The documents establishing these facts are in the Evidence Locker: LFIR #3245 for the loop road, LFIR #3181 for the PEP tanks, and the August 17, 2021 council minutes confirming the numbered priority structure. Each document is a public record of the State of Florida or the City of Palm Coast.
The council said Priority 1 was first. The filing record shows something filed for Priority 3 first, funded Priority 3 first, and returned to Priority 3 for a second round before Priority 1 had a single LFIR on file.
Priority 1 waited three years, six months, and seventeen days for its first filing. Priority 3 did not wait at all. The record does not explain why. It simply shows what happened, in the order that it happened, with the dates attached.
Draw your own conclusions. The numbers already did.
City of Palm Coast Resolution, August 17, 2021. Four to zero. Three legislative priorities, formally numbered, formally adopted. This is the document that established Priority 1, Priority 2, and Priority 3 as a matter of official city record.
Florida Senate Local Funding Initiative Request #3245, FY 2024-25. Filed January 4, 2024. Senate sponsor: Travis Hutson. Lobbyist: The Southern Group. Project: Palm Coast Parkway Extension Loop Road, Phase 3. This is the document that moved the second major round of loop road appropriations — $80 million — through the Florida legislature.
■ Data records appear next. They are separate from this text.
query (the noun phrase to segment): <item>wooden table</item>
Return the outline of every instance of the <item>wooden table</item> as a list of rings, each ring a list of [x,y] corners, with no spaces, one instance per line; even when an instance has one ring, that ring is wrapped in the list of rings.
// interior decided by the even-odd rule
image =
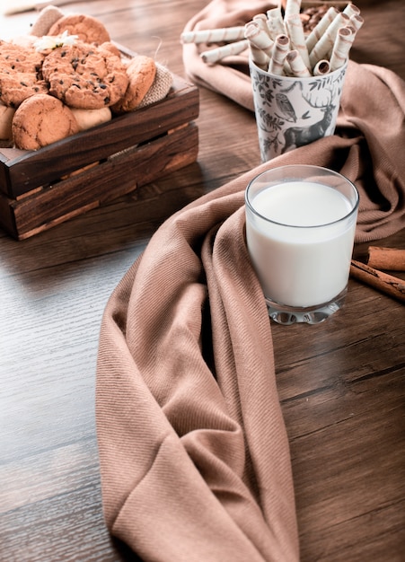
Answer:
[[[180,34],[204,4],[93,0],[65,10],[98,17],[133,50],[159,49],[184,75]],[[352,57],[405,78],[405,4],[357,4],[367,25]],[[25,32],[34,19],[3,18],[0,30]],[[376,38],[393,43],[389,60]],[[207,90],[200,103],[195,164],[24,241],[0,231],[2,561],[135,559],[102,518],[99,329],[110,293],[162,221],[260,163],[253,116]],[[382,243],[405,248],[405,232]],[[274,326],[303,561],[405,560],[404,312],[350,280],[346,307],[325,324]]]

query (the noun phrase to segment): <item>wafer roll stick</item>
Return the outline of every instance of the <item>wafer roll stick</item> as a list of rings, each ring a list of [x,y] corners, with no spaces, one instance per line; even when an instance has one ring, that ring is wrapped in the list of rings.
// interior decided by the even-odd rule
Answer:
[[[285,21],[290,38],[291,48],[296,49],[303,57],[303,60],[308,69],[311,68],[308,49],[305,44],[305,36],[304,34],[303,22],[299,13],[294,13],[286,18]]]
[[[337,8],[335,8],[334,6],[330,6],[330,8],[329,8],[329,10],[326,12],[326,13],[323,14],[323,16],[321,18],[321,20],[318,22],[318,23],[313,28],[313,30],[311,31],[311,33],[305,39],[305,44],[306,44],[306,48],[307,48],[309,53],[311,53],[311,51],[313,50],[313,48],[315,46],[315,44],[321,38],[321,36],[326,31],[328,27],[330,25],[330,23],[336,18],[338,13],[339,13],[339,10]]]
[[[342,12],[338,13],[310,53],[310,63],[312,66],[314,66],[318,60],[327,57],[328,53],[333,48],[338,31],[341,27],[346,27],[349,22],[350,18],[348,15]]]
[[[301,10],[301,0],[286,0],[284,10],[284,19],[286,20],[290,15],[299,15]]]
[[[268,27],[268,16],[265,13],[257,13],[253,16],[252,22],[257,23],[260,30],[266,31],[269,36],[270,35],[270,31]]]
[[[234,43],[228,43],[223,45],[217,48],[212,48],[207,51],[203,51],[200,54],[201,58],[205,63],[216,63],[218,60],[222,60],[225,57],[231,57],[232,55],[239,55],[242,51],[246,50],[249,47],[248,40],[244,39],[241,41],[235,41]]]
[[[254,22],[249,22],[244,26],[244,37],[248,41],[256,47],[261,48],[269,57],[271,57],[274,41],[269,36],[260,30],[259,25]]]
[[[354,28],[349,27],[342,27],[339,30],[330,59],[330,72],[338,70],[347,61],[348,51],[353,45],[356,36],[356,32],[353,32],[352,30]],[[356,30],[354,31],[356,31]]]
[[[370,268],[360,261],[352,259],[350,275],[355,279],[371,285],[374,289],[389,294],[401,303],[405,303],[405,281],[394,276]]]
[[[319,60],[313,66],[313,75],[314,76],[323,76],[323,75],[327,75],[330,72],[330,65],[329,60],[326,60],[326,58],[322,58],[321,60]]]
[[[180,40],[182,43],[223,43],[243,39],[243,33],[244,26],[184,31],[180,35]]]
[[[290,50],[286,54],[286,61],[289,65],[293,76],[297,76],[298,78],[312,76],[312,74],[308,70],[303,57],[296,49]]]
[[[357,15],[357,13],[355,13],[355,15],[352,15],[350,18],[350,25],[353,25],[353,27],[356,29],[356,32],[358,31],[364,22],[364,18],[362,18],[361,15]]]
[[[284,75],[284,63],[290,48],[290,40],[286,35],[277,35],[269,63],[269,72],[281,76]]]
[[[251,52],[251,60],[257,66],[260,66],[262,70],[267,70],[269,68],[269,63],[270,62],[270,57],[267,55],[261,48],[258,48],[251,43],[249,45],[249,50]]]
[[[360,13],[360,8],[357,8],[356,4],[349,2],[343,10],[343,13],[346,13],[349,18],[351,18],[352,15],[358,15]]]
[[[376,269],[405,271],[405,250],[370,246],[367,265]]]
[[[286,35],[286,30],[284,24],[281,8],[271,8],[267,12],[268,28],[271,39],[274,40],[277,35]]]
Florida Senate Local Funding Initiative Request #3181, FY 2025-26. Filed March 6, 2025. Senate sponsor: Thomas Leek. Requester: Lauren Johnston, Assistant City Manager, City of Palm Coast. Lobbyist: The Southern Group. Requested amount: $4,750,000. Question 8 — Has this project previously received state funding? Answer: No. The first LFIR ever filed for the council’s Priority 1 item, filed three years, six months, and seventeen days after the council established it as their top legislative priority.